Foreign Policy in Focus

For those of us who wearied of the “rejection of progressivism” storyline tailing the midterm election results before even the first votes were counted, a new and potentially more interesting sort of speculation has emerged as a welcome, if ultimately unconvincing, distraction.

Over at Foreign Policy, John Norris of the Center for American Progress has seized on the Tea Party’s opaque foreign policy messaging to assemble a speculative list of potential areas of foreign policy cooperation between progressives and Tea Partiers in the next Congress. Most interesting are his first two suggestions. 

On Afghanistan and Iraq: “Some Tea Partiers, such as Marco Rubio and Sarah Palin, favor aggressive international interventions along the lines of Dick Cheney, but the majority of them view foreign entanglements of any kind with skepticism.”

On cuts to defense spending: “The Tea Partiers say they are serious about balancing the budget and substantially cutting the deficit, a goal that is almost impossible to achieve without taking a hard look at the Pentagon. … The philosophy of the movement's leaders on defense spending runs a remarkable gamut—from Palin's preference for increased spending to Ron Paul's libertarian argument that sharp cuts are needed.”

Tea-Party Senate candidates like Rand Paul, Ken Buck, Joe Miller, and John Raese bandied about varying degrees of skepticism regarding the role of the United States as an interventionist power, but of these, only Paul was elected (not that this is a huge loss—Raese also called for a missile defense system consisting of “1,000 laser systems put in the sky”). Paul also bears the distinction of being among the very few Tea Party candidates to explicitly put military cuts on the table. Senator-elect Mike Lee of Utah has similarly called for an emphasis on “military targets” in Afghanistan, followed by a troop withdrawal “as soon as possible.” But while Paul and Lee may be worth watching on these issues, they can hardly monopolize the Tea Party’s foreign policy voice among its Senate inductees. Marco Rubio’s victory speech dripped with the trappings of American exceptionalism, and indeed his first action as Senator-elect has been to schedule a trip to Israel, perhaps echoing his earlier demand that the United States endorse Israeli policies “without equivocation or hesitation.” 

The foreign policy orientation of the few dozen Tea Partiers on the House side of the aisle, however, has received considerably less scrutiny. And while the Tea Party is certainly better represented in the House than in the Senate, it will confront a markedly different institutional context. Whether it was an attempt to co-opt the Tea Party or merely an effort to capitalize on its brand name, the inception of Michelle Bachmann’s Tea Party Caucus last July means that the institutionalization of the Tea Party in the House has begun before the first members have even arrived—and with the Caucus’ 44 well-financed and often high-placed members, the new arrivals may find a more crowded “Tea Party” venue than they might have before imagined. To my knowledge, the Caucus’ most notable (and perhaps only) foray into foreign policy has been to endorse a resolution calling for an Israeli strike on Iranian nuclear facilities (although, a side note: tolerance for Israeli militarism already enjoys a fine degree of bipartisan approval). 

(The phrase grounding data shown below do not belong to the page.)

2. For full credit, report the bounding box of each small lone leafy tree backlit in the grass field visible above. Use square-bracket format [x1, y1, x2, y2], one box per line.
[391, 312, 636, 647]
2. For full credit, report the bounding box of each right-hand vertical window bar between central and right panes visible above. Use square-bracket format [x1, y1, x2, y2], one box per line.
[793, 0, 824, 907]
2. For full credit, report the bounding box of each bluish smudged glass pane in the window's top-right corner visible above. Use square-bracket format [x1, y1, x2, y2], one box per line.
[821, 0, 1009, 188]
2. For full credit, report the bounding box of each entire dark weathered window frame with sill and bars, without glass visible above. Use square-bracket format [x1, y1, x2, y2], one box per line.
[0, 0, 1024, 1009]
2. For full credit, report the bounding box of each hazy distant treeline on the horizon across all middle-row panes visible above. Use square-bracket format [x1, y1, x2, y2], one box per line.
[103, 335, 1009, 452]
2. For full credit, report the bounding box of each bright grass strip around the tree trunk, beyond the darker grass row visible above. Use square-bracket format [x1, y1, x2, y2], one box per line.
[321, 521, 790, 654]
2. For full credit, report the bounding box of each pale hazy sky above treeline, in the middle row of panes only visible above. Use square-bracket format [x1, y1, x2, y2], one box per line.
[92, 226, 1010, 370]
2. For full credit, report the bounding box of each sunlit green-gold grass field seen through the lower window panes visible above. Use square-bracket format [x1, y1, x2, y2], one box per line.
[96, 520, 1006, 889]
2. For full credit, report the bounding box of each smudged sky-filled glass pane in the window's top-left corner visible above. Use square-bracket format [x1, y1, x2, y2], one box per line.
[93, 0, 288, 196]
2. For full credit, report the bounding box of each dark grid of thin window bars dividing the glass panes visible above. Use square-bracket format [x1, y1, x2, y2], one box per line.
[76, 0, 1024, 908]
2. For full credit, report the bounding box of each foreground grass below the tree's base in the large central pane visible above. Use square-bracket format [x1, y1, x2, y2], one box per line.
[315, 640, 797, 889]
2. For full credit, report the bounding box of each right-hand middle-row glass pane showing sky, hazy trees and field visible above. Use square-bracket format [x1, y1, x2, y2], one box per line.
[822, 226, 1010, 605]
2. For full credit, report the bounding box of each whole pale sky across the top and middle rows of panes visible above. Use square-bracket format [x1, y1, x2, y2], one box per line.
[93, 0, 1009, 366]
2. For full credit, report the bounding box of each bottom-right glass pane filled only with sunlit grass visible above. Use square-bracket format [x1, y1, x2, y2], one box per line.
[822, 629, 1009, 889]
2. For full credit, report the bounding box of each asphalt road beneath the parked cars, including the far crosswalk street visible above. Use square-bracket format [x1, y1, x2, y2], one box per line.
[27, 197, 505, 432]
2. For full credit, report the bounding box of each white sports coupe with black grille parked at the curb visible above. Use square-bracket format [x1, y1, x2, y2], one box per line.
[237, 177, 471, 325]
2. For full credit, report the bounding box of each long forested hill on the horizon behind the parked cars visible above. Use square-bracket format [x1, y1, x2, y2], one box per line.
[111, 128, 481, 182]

Then there are the Tea Party voters themselves. According to a study by the Sam Adams Alliance, 69 percent of members identified “defense” as a “very important” national priority when they joined the Tea Party, while nearly 80 percent of members classify it so “today.” While the survey does not wander into the thornier territory of polling on actual policies, it seems clear that the projection of American power assumes a greater importance for Tea Partiers once they are inside the movement.

It must be admitted that measuring Tea Party sentiment has proven a daunting task for many pollsters and that even reasonably accurate measures of Tea Party sympathy for this or that policy would not translate to predicting the behavior of newly elected officials. But one can probably be safely skeptical of a groundswell in Tea Party sentiment for major American foreign policy changes.

Without any clear popular mandate on foreign policy and without any information about how new members will assimilate into their respective legislative caucuses—not to mention any real evidence yet of a convergence of Tea Party and progressive foreign policy priorities—thoughts of such cooperation must be treated as mere speculation. One can certainly imagine a Washington that is rather more eccentric but fundamentally unchanged in its foreign policy disposition. Whatever the case, at least Mr. Norris has not told us that progressivism is dead.